Non solo negli stili di vita ormai incompatibili con la sostenibilità, pure nel confronto con
questa Complessità. E se proprio l’Intelligenza Artificiale offre nuovi strumenti di
elaborazione, la capacità di trovare soluzioni è affidata oggi più che mai alla creatività del
Pensiero Laterale, capace di uscire dagli schemi, vedere fili rossi che sono generati
dall’intuito, per cavalcare un’onda, quella di una conoscenza e di dati sempre più complessi,
che affrontata in modo tradizionale rischia di travolgerci.

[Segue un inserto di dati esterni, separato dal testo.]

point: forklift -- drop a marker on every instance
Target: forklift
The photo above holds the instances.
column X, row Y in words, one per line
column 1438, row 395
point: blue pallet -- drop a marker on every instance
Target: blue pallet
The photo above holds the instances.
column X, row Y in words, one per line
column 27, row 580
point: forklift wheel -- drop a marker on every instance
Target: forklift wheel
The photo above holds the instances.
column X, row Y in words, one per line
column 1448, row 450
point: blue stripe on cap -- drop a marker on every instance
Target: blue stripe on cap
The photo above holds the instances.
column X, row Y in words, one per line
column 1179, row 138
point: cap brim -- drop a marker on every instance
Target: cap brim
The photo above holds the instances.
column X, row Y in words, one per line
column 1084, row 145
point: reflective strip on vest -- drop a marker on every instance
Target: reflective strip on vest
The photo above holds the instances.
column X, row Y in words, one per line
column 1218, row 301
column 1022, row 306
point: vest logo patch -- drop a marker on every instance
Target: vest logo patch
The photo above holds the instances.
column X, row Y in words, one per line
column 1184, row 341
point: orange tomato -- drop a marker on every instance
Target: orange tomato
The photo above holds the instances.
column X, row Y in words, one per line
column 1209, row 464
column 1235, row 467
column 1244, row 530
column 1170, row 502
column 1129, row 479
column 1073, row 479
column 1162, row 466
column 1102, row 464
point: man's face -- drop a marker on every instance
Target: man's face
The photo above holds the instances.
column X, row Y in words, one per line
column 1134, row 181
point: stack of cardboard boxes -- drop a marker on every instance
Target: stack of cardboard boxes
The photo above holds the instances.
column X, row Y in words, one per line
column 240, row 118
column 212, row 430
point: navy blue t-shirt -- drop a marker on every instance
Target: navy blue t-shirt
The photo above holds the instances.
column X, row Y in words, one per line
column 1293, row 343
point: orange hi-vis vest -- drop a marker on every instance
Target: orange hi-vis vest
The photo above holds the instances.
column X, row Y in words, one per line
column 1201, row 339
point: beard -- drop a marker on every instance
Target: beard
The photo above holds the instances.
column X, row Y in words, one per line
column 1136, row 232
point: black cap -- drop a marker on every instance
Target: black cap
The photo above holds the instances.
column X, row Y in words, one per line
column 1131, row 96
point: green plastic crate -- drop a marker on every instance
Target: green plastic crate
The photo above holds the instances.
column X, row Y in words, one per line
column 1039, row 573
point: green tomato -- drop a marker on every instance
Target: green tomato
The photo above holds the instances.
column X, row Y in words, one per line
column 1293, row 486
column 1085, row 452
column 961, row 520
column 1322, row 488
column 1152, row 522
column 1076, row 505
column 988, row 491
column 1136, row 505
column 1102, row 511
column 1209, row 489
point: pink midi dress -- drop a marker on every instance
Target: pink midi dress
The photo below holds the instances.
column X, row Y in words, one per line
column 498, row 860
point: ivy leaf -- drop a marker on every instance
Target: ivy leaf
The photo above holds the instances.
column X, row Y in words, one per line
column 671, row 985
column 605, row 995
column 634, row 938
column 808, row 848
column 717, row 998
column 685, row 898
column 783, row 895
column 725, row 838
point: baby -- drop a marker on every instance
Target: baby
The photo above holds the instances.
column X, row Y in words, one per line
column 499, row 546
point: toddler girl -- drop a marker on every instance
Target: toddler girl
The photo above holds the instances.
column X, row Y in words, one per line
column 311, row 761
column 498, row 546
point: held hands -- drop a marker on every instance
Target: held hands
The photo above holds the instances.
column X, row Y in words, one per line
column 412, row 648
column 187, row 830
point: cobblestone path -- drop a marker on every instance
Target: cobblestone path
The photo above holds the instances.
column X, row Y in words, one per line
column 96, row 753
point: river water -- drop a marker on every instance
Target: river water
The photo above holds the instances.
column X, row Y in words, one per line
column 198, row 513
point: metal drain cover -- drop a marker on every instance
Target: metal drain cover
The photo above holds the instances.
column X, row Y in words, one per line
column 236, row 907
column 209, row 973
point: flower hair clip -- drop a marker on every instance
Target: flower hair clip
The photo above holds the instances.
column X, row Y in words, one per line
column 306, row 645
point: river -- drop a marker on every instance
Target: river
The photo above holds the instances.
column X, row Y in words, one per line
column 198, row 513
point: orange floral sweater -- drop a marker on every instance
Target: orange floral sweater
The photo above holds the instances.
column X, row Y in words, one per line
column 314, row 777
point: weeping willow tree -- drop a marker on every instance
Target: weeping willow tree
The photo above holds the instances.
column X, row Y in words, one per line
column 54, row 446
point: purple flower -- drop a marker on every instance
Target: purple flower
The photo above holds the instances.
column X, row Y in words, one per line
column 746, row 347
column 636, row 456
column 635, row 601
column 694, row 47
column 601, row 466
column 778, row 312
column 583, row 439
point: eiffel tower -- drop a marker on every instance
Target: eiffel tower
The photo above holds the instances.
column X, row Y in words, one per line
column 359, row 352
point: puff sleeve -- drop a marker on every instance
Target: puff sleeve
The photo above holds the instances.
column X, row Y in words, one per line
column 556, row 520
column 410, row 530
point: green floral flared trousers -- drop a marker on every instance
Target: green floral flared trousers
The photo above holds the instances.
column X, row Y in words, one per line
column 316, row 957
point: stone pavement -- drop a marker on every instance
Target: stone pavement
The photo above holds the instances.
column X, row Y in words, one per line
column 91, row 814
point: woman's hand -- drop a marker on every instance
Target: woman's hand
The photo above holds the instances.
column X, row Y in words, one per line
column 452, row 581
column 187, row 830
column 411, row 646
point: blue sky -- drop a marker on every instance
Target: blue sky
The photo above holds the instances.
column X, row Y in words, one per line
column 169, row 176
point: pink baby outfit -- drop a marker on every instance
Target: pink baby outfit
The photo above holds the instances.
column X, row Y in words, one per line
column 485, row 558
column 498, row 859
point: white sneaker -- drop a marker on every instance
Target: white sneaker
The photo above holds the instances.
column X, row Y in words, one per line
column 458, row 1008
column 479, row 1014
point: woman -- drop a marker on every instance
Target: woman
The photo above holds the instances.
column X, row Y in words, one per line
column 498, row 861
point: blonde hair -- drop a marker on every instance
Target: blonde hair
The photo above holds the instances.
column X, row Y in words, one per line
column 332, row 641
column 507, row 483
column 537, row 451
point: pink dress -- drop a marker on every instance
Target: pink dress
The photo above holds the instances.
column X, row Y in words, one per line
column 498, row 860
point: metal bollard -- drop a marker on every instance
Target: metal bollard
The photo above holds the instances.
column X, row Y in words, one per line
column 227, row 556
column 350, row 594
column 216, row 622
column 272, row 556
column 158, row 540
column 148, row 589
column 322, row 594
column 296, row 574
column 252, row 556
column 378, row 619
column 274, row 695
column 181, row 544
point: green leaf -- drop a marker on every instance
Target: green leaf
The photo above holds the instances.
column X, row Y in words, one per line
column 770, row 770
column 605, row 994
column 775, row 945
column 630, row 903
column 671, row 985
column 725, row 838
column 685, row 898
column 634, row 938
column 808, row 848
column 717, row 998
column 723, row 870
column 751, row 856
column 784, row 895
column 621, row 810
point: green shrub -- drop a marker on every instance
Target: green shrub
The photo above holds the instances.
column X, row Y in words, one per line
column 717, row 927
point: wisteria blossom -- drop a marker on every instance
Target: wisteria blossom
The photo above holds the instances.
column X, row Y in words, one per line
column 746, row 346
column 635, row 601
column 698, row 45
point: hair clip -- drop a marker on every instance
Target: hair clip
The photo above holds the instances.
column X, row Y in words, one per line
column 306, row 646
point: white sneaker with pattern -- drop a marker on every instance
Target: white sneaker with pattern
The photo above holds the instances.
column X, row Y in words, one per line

In “Generalisti”. Perchè una conoscenza allargata, flessibile e trasversale è la chiave del
futuro” (LUISS 2020)
il giornalista David Epstein ha raccontato una straordinaria galleria di
personaggi che hanno saputo trovare soluzioni a problemi complessi spesso considerati

irrisolvibili da superspecialisti del settore, proprio unendo i puntini di campi diversi, quella
contaminazione tra settori del sapere che è richiesta oggi per una visione d’insieme.
Da anni col progetto Italiani di Frontiera indago sui segreti del talento italiano. Non
penso proprio che ci sia una qualche nostrana “superiorità genetica” nel fronteggiare la
complessità, ci mancherebbe. Ma questo unire i puntini, uscire dagli schemi e “vedere” quel che altri no scorgono, non è proprio solo di geni come Leonardo, Marconi o Federico Faggin,
mio mentore che ha firmato il primo microprocessore e inventato la tecnologia touch, prima
di esplorare oggi ultraottantenne una nuova frontiera fra scienza e spiritualità.
Siamo davvero tutti “nani sulle spalle di un gigante”, la storia che ci ha preceduto, come dice
Renzo Piano. E’ il momento di esserne consapevoli, nell’affrontare problemi così complessi
con un pizzico di fiducia ed eccentricità in più, nel lasciare percorsi tradizionali per
inaugurarne di nuovi, inesplorati. Senza dimenticare le parole d’augurio per il domani che
scrisse Stewart Brand nell’ultima pagina dell’ultimo volume del suo catalogo, che in
copertina aveva sempre immagini della Terra vista dallo spazio.
Brand è meno famoso di chi quelle sue parole d’augurio per il domani, ha immortalato, in un celebre discorso algi studenti dell’UNiversità di Stanford nel 2005, un “certo” Steve Jobs: “Stay Hungry, Stay Foolish”.

Sreve Jobs nel leggendario discorso all’Università di Stanford, 2005.